Quel quarto d’ora in cui tutto può succedere

- Di Cristiano Gatti

Il vincitore è anche un creativo del marketing. Suo lo spot dell’anno: «La Sanremo è qualcosa di troppo grande, per me». Prenderei questa sola frasetta, la evidenzier­ei con un bel colore giallo fosforesce­nte, poi la invierei con dedica a tutti quelli che ogni anno, puntuali come le tasse, gridano indignazio­ne perché la Sanremo non è abbastanza dura.

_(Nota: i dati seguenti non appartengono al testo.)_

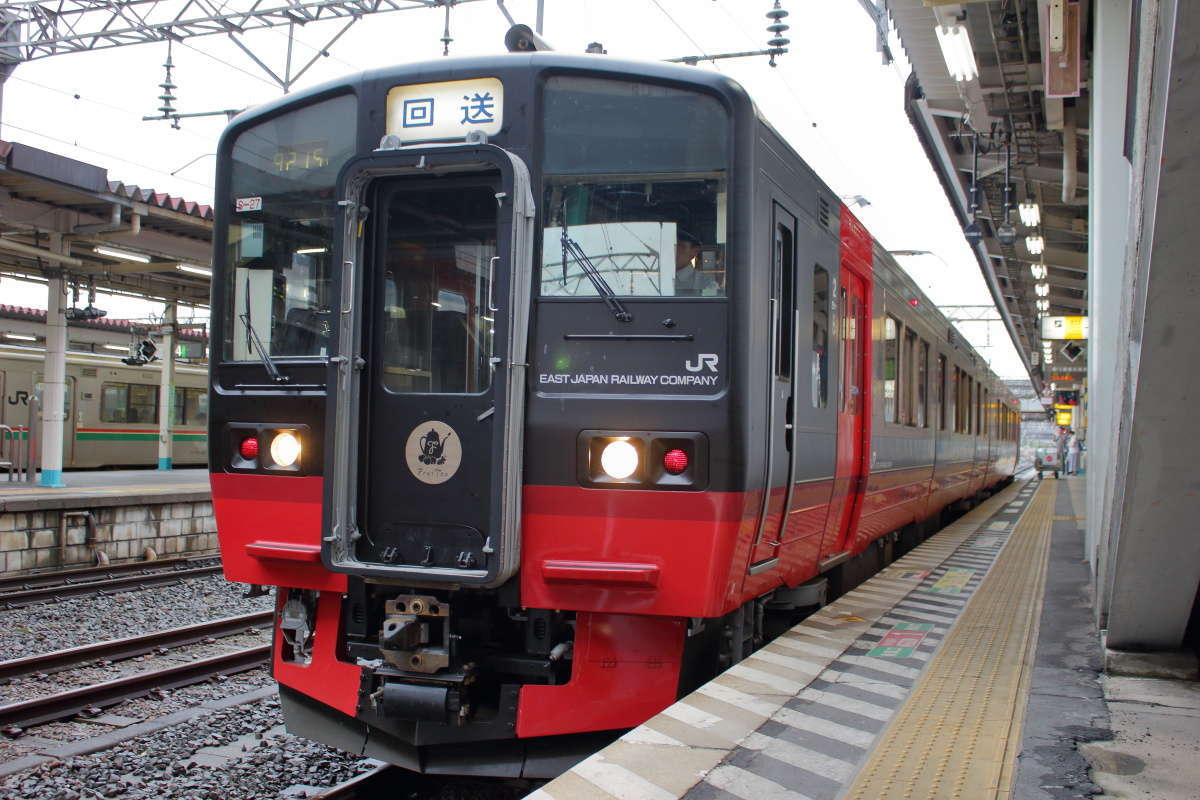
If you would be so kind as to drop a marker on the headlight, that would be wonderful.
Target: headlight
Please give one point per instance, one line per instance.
(619, 459)
(285, 449)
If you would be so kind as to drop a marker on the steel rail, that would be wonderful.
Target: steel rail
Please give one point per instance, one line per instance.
(30, 596)
(71, 702)
(63, 577)
(133, 645)
(376, 782)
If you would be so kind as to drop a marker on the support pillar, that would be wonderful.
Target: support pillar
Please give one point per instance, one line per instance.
(54, 373)
(167, 388)
(1108, 233)
(1155, 552)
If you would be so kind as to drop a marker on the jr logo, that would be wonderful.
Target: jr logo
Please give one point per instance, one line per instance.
(702, 360)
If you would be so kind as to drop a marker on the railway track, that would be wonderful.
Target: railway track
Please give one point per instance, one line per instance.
(22, 714)
(28, 590)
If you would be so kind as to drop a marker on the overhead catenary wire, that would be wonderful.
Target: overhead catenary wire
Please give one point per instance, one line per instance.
(142, 166)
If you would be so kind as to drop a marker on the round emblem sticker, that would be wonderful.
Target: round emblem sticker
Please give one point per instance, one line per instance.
(433, 452)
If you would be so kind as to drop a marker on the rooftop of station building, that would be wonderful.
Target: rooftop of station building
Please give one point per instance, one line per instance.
(63, 212)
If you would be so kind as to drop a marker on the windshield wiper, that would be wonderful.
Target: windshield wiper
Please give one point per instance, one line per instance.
(571, 247)
(257, 343)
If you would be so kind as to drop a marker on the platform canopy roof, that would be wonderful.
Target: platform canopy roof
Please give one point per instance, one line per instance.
(61, 214)
(1026, 108)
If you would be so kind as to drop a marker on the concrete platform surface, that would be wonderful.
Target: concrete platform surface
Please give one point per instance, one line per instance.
(107, 487)
(1156, 746)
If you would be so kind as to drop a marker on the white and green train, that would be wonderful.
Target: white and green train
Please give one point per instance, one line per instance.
(112, 409)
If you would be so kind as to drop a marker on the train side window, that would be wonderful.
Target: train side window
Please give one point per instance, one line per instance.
(785, 272)
(852, 385)
(143, 403)
(940, 391)
(114, 400)
(820, 337)
(197, 407)
(922, 385)
(907, 383)
(891, 366)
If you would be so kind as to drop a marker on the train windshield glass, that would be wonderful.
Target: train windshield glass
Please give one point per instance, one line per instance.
(635, 186)
(277, 262)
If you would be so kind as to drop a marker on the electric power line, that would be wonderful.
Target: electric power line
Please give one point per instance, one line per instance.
(108, 155)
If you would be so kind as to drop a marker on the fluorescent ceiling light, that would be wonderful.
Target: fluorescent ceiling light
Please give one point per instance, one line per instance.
(1031, 214)
(957, 50)
(121, 253)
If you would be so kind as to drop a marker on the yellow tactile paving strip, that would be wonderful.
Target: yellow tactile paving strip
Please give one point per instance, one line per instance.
(669, 753)
(960, 728)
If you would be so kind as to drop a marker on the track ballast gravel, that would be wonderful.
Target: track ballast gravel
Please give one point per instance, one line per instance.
(83, 620)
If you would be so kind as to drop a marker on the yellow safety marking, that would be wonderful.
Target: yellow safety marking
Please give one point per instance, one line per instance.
(960, 729)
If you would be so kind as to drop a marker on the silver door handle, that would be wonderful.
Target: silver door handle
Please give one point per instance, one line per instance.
(347, 286)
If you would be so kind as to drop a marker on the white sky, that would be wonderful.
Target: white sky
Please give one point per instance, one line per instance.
(829, 96)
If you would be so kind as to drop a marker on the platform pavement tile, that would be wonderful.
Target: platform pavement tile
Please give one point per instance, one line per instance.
(570, 786)
(646, 773)
(819, 648)
(822, 764)
(748, 786)
(865, 683)
(757, 704)
(792, 659)
(756, 681)
(729, 722)
(718, 737)
(790, 669)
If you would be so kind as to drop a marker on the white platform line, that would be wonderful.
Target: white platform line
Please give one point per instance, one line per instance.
(827, 728)
(798, 756)
(619, 782)
(748, 786)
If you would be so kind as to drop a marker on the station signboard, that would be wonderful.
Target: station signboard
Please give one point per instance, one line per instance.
(1065, 328)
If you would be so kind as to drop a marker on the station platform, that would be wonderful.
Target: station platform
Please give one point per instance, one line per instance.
(106, 516)
(107, 487)
(969, 668)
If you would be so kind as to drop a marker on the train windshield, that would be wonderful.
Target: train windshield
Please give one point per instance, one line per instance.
(636, 187)
(277, 257)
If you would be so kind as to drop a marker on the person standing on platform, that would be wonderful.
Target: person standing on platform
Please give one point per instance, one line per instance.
(1072, 453)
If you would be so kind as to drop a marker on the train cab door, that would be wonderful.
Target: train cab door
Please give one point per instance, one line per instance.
(780, 457)
(853, 384)
(429, 413)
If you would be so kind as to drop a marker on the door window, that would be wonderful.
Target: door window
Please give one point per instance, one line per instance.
(850, 312)
(891, 367)
(436, 324)
(820, 337)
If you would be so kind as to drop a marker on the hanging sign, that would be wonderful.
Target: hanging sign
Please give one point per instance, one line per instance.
(437, 112)
(1065, 328)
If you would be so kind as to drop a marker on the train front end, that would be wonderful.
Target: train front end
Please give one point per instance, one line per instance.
(471, 410)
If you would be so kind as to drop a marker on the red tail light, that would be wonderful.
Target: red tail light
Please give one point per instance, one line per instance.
(675, 461)
(249, 447)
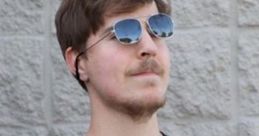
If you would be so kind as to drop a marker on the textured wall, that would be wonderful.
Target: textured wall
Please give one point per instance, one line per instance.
(214, 88)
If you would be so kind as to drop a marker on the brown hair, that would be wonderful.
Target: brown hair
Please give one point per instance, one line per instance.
(76, 20)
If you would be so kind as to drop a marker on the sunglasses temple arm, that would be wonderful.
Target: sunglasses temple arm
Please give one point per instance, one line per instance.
(77, 57)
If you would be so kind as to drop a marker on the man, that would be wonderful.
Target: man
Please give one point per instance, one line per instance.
(116, 50)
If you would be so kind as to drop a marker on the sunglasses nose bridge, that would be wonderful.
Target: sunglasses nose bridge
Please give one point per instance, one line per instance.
(147, 45)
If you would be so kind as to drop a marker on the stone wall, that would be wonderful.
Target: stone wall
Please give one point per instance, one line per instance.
(214, 89)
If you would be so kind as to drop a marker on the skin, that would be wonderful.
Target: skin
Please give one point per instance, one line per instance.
(126, 84)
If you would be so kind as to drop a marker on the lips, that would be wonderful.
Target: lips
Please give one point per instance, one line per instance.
(147, 68)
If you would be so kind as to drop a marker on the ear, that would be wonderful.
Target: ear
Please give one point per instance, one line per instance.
(70, 57)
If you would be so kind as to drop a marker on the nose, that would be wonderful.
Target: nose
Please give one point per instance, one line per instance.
(148, 46)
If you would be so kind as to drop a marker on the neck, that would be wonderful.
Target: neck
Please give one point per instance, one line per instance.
(109, 122)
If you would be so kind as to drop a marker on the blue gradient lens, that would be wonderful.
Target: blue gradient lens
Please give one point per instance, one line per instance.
(161, 25)
(128, 31)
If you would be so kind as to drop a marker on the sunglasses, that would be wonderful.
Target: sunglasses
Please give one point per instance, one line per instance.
(129, 31)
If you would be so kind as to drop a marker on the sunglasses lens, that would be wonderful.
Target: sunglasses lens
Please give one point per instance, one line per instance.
(128, 31)
(161, 25)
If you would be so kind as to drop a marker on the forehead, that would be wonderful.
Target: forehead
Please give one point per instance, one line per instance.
(144, 11)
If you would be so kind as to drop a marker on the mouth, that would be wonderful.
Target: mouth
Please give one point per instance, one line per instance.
(145, 73)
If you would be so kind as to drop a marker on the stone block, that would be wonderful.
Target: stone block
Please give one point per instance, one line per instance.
(248, 66)
(21, 80)
(248, 13)
(69, 130)
(23, 132)
(21, 17)
(249, 127)
(200, 13)
(207, 129)
(200, 75)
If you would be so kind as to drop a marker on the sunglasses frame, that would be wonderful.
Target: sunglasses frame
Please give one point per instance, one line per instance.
(111, 32)
(112, 29)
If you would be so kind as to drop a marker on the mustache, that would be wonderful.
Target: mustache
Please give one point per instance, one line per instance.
(147, 65)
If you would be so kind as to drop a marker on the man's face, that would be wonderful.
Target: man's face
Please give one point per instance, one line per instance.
(128, 78)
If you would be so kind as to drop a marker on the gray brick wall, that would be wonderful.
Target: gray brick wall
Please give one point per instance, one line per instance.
(214, 89)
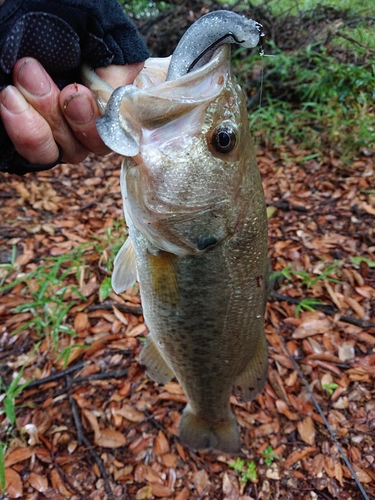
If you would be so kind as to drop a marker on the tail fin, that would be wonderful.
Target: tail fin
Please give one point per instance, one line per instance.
(202, 435)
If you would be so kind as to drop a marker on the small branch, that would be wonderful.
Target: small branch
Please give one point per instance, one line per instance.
(108, 306)
(100, 376)
(330, 310)
(329, 428)
(56, 376)
(82, 439)
(64, 478)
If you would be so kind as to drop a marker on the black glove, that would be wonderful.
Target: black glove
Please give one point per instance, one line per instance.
(62, 35)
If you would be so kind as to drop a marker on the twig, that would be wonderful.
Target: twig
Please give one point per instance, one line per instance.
(330, 310)
(82, 439)
(100, 376)
(56, 376)
(77, 420)
(108, 306)
(64, 478)
(320, 411)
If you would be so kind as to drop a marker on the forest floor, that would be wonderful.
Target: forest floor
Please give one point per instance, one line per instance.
(93, 426)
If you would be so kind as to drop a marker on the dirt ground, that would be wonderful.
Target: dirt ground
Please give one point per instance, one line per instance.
(97, 428)
(91, 425)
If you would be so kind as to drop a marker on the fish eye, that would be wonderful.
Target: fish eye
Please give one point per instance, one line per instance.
(224, 139)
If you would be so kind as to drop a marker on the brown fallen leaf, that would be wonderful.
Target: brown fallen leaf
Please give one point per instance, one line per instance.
(201, 481)
(160, 491)
(283, 408)
(306, 430)
(13, 482)
(184, 494)
(58, 484)
(298, 455)
(38, 482)
(312, 324)
(18, 455)
(161, 444)
(130, 413)
(110, 438)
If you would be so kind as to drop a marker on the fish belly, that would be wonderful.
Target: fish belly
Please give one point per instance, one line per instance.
(206, 319)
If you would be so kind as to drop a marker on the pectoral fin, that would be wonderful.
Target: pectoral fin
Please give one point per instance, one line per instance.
(125, 268)
(251, 380)
(156, 367)
(163, 276)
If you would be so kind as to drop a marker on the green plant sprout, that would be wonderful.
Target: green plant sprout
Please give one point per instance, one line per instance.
(358, 260)
(269, 455)
(330, 388)
(307, 304)
(3, 448)
(247, 470)
(11, 393)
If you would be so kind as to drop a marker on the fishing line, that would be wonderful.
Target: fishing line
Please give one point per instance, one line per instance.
(320, 411)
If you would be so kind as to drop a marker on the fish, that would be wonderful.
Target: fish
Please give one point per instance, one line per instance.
(196, 216)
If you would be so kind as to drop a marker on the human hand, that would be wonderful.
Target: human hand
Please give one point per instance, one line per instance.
(37, 115)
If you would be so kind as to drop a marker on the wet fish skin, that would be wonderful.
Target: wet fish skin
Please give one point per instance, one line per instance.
(198, 227)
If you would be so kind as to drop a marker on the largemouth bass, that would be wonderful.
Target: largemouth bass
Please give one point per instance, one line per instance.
(196, 214)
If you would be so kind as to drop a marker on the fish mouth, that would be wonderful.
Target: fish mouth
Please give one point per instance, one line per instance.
(153, 106)
(150, 103)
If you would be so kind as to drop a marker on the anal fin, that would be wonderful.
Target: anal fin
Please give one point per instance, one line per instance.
(204, 435)
(156, 367)
(251, 380)
(125, 268)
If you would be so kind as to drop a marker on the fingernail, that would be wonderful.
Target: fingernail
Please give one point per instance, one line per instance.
(78, 108)
(13, 101)
(33, 78)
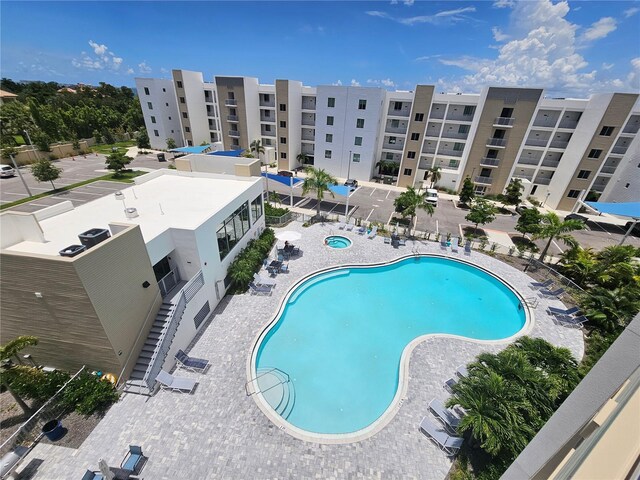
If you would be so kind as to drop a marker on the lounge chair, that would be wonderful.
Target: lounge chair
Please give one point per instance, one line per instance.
(548, 293)
(191, 363)
(563, 312)
(449, 419)
(545, 284)
(134, 460)
(448, 444)
(260, 289)
(175, 384)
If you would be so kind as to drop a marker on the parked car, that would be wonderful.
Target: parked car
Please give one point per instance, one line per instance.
(7, 171)
(351, 183)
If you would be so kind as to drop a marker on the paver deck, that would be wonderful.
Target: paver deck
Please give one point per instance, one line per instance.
(219, 432)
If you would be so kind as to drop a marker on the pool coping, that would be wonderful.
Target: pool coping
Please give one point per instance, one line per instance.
(403, 378)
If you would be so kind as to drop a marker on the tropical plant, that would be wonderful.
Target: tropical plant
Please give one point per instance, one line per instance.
(319, 181)
(407, 204)
(467, 192)
(481, 212)
(10, 350)
(118, 162)
(551, 227)
(45, 171)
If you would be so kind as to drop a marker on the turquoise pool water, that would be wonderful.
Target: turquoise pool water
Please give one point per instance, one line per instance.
(341, 334)
(337, 241)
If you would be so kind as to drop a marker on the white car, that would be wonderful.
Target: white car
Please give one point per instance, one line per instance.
(7, 171)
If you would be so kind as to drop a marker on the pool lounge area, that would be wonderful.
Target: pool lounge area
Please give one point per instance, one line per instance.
(220, 432)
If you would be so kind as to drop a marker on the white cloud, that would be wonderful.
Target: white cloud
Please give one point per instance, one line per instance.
(498, 36)
(144, 68)
(600, 29)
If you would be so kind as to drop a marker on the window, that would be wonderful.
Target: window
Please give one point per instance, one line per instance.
(573, 193)
(469, 110)
(231, 231)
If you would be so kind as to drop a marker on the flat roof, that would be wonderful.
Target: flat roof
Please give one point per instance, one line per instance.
(165, 199)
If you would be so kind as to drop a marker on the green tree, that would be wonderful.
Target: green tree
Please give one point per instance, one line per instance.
(408, 202)
(45, 171)
(467, 192)
(529, 222)
(513, 192)
(552, 228)
(481, 213)
(319, 181)
(118, 162)
(7, 351)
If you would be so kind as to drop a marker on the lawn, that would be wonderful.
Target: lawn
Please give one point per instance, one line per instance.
(106, 149)
(125, 177)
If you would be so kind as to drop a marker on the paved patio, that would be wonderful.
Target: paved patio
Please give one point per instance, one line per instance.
(219, 432)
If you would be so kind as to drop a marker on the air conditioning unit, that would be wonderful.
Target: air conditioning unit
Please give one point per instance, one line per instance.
(94, 236)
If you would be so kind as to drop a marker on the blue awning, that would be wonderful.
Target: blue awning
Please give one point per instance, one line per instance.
(627, 209)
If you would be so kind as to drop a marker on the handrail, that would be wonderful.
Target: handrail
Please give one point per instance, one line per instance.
(137, 338)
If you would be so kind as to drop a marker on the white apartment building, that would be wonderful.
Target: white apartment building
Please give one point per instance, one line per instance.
(561, 149)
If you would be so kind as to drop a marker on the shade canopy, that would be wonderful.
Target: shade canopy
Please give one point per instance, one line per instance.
(288, 236)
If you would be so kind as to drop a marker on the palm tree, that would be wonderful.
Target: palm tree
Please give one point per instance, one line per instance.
(551, 227)
(11, 349)
(319, 181)
(408, 203)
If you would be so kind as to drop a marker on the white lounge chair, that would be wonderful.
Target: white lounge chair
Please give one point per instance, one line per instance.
(175, 384)
(448, 444)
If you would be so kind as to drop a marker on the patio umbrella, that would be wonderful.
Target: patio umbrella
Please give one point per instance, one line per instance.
(288, 236)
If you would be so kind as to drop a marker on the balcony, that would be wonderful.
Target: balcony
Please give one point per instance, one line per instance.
(489, 162)
(503, 122)
(484, 180)
(496, 142)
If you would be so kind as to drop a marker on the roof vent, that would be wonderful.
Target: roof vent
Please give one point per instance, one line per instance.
(131, 212)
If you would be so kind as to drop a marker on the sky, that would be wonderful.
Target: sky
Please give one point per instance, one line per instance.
(570, 48)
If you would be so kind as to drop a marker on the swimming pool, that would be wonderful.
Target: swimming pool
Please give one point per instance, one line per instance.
(338, 340)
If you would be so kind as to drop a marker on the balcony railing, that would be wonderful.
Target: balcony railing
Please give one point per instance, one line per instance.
(504, 121)
(496, 142)
(484, 180)
(489, 162)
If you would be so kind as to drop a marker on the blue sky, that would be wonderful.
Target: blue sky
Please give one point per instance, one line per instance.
(570, 48)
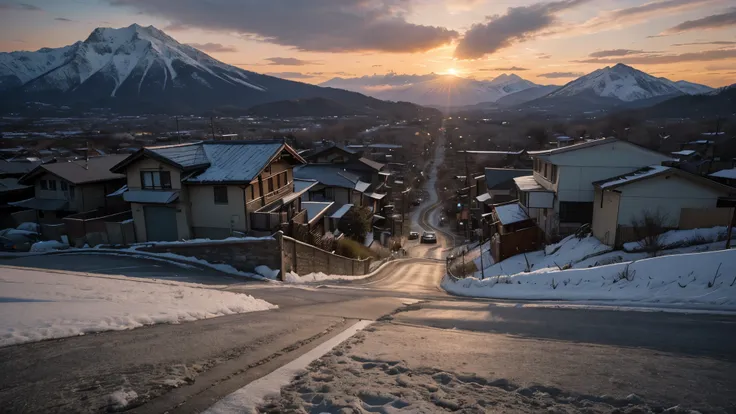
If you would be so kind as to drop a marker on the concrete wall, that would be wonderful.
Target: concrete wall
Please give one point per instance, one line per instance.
(666, 193)
(243, 255)
(605, 216)
(302, 259)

Una volta ancora, una volta per tutte, la Sanremo si conferma un preziosiss­imo cammeo dell’invidiato made in Italy. La sua formula, che neppure il più cinese di Cina riuscirebb­e a imitare, è proprio questa: sei ore e mezza sul filo dei nervi per i corridori, sei ore e mezza di noia mortale, quasi un’anestesia, per il pubblico, ma poi quell’esplosivo quarto d’ora che nessun’altra gara al mondo riesce a inventarsi. L’allungo sul Poggio, la discesa da testamento, le curve da occhi sbarrati, lo sprint da capelli dritti, più le cadute, i dispetti e i vecchi merletti. Fino all’ultimo centimetro. Non esiste un altro quarto d’ora capace di alterare in questo modo la frequenza cardiaca, dei corridori e del pubblico. Gare di resistenza, gare spietate, gare con le salite e gare con le pietre, gare così ne esistono ovunque. Vogliamo salvarne almeno una del genere thrilling, pregiata come pezzo d’autore, una che i ciclisti consideran­o ancora troppo grande per sé? Vogliamo riservare un posto al surreale e all’imprevedib­ile? Giù le mani, allora. Nessuno tocchi la Sanremo. Come nella vita, abbiamo bisogno del quarto d’ora in cui tutto può succedere.